If you are a not-for-profit fire department, you are required (with few exceptions) to file an IRS form 990 to report your financial activities. This form is required to maintain your tax-exempt status. Some states, such as Pennsylvania, are becoming much more strict about financial reporting and compliance as they purchase new apparatus.
Cities, Townships, and Counties are requiring independent audits of department’s financial records to support the significant monies paid to departments.
There isn’t a 2 week period that doesn’t go by that a fire department isn’t the victim of an embezzlement in the U.S. Lack of quality financial controls are a breeding ground for potential financial crimes.
There is a brewing storm to make fire departments a lot more accountable for their funds than in the past. This will be quite a shock to most departments who have felt an independence about how they run and report about their departments. Forward thinking fire departments will begin to have quality financial information that is available for anyone to see. Anecdotally, there are a growing number of departments now posting their financial records on their web site.
So, be prepared to fully disclose your financial operations to your community.

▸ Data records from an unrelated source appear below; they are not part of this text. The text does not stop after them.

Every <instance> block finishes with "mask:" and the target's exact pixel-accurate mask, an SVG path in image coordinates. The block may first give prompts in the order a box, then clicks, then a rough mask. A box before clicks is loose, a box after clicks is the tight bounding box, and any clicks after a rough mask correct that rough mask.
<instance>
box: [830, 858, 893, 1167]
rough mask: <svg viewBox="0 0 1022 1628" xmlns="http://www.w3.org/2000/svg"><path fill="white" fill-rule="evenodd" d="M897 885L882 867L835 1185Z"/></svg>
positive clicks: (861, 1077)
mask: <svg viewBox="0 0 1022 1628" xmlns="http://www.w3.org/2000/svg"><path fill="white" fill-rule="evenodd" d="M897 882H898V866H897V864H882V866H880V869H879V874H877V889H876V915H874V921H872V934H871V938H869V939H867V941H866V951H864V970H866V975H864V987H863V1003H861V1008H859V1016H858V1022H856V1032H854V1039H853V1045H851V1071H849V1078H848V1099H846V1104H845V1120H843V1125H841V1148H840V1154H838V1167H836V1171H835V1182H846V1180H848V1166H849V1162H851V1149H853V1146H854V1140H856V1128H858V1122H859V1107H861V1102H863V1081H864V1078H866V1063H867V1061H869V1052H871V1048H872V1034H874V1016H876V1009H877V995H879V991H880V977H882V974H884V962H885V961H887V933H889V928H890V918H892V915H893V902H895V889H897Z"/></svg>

Issue #4: Essential costs will increase faster than inflation.
Finally, the type of costs and purchases that fire departments need will far outpace the general rate of inflation over the next few years. The specialized equipment fire departments need is highly dependent on high quality raw materials. The prices of these materials will rise very fast in the near and medium term. Further, the costs of services such as insurance, utilities, and accounting (see Issue #3) are rising fast also.
Of course, many departments will offset these costs by delaying the purchases or shopping for inferior but cheaper services. While expected to help, the prepared department will begin to accept this premise and plan accordingly.
In summary, the upcoming years will provide a financial perfect storm for unprepared fire departments. With the squeeze of lower revenues and higher costs for manpower and everything else, departments must begin to plan today to meet these historical financial challenges or will be forced to consolidate with more efficient departments at the behest of the local governments.